RExACtor is a Regular Expression Apriori Constructor tool for extracting frequent substring tokens from packet payloads and automatically generating regular expression signatures. RExACtor operates in two modes: token and regex.

Token Mode:

Forager: A Network Training Classification Toolkit.
        Please choose a task:

   tabularize packet data (TaPCAP)
=> generate regular expression signatures (RExACtor)
   configure and train models (ALPINE, PALM, MAPLE, DATE)
   classify packets (ALPINE, PALM, MAPLE, DATE)
   clear current cache

Regex Mode:

Forager: A Network Training Classification Toolkit.
        Please choose a task:

   tabularize packet data (TaPCAP)
=> generate regular expression signatures (RExACtor)
   configure and train models (ALPINE, PALM, MAPLE, DATE)
   classify packets (ALPINE, PALM, MAPLE, DATE)
   clear current cache

In token mode, the Apriori Algorithm is used to extract substrings of two characters or more from packet payloads which meet a minimum threshold of support (0.0 - 1.0). Token mode requires a minimum threshold parameter and an absolute file path to either a PCAP, PCAPNG, or CSV file. If a PCAP/PCAPNG file is provided, TapCAP will be applied first and a local output file used for mining.

In regex mode, the same algorithm is used to extract substrings of two characters or more from packet payloads. Additionally, position frequency tables are used to give context to tokens and characters to determine any single-byte tokens at a fixed position, or any common prefixes or suffixes which meet a minimum threshold of support (0.0 - 1.0). Regex mode requires a minimum threshold parameter for prefixes and a minimum threshold parameter for suffixes and an absolute file path to either a PCAP, PCAPNG, or CSV file. If a PCAP/PCAPNG file is provided, TapCAP will be applied first and a local output file used for mining.

Frequent tokens are added to regex capture groups based on positional context to either the prefix or suffix of the output regex. RExACtor uses global substring sequence alignment enhanced with a novel encoding schema to determine character classes of variable and fixed length between the prefix and suffix. Regexes generated by this tool follow Posix conventions.

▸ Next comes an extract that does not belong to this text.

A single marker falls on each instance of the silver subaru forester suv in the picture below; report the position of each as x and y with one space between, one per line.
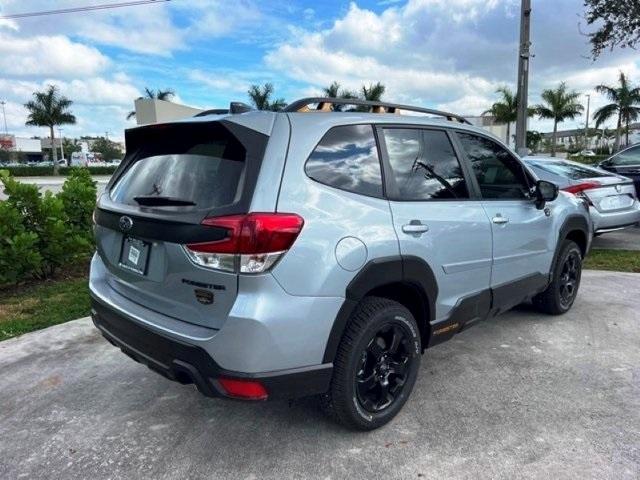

Supported Regex Operators
Type	Symbol	Definition
Character Class	.	Matches any character.
	[]	Matches any character contained in the brackets.
	[^]	Matches any character not contained in the brackets.
	\d	Matches any digit (0-9).
	\s	Matches any whitespace character.
	\w	Matches any word character (letters, numbers, and underscores).
	\D	Matches any non-digit (0-9).
	\S	Matches any non-whitespace character.
	\W	Matches any non-word character (not letters, numbers, and underscores).
Quantifier	*	Matches zero or more times.
	?	Matches at most one time.
	+	Matches one or more times.
	{m, n}	Matches between m and n times.
	{m,}	Matches ‘m’ or more times.
	{,`n`}	Matches at most n times.
Other	^	Matches at the beginning (left-anchor) of the data.
	$	Matches at the end (right-anchor) of the data.
	()	Capture group.
	\|	Logical OR operator.

Installation

At the command line:

easy_install rexactor

Or, if you have pip installed:

pip install rexactor

Usage

Users can provide a PCAP file to RExACtor in order to generate signatures, or a CSV file following the TaPCAP output schema. Once run, users will be prompted to select token or regex mode. Then, according to the selection they will be required to input a single threshold of Support or one for prefix and suffix, respectively. Any generated tokens or regular expressions will be printed to standard output.

Publication:

Kapoor, M., Fuchs, G., Quance, J. RExACtor: Automatic Regular Expression Signature Generation for Stateless Packet Inspection. In proceedings of IEEE 20th International Symposium on Network Computing and Applications (NCA). 23-26 November, 2021.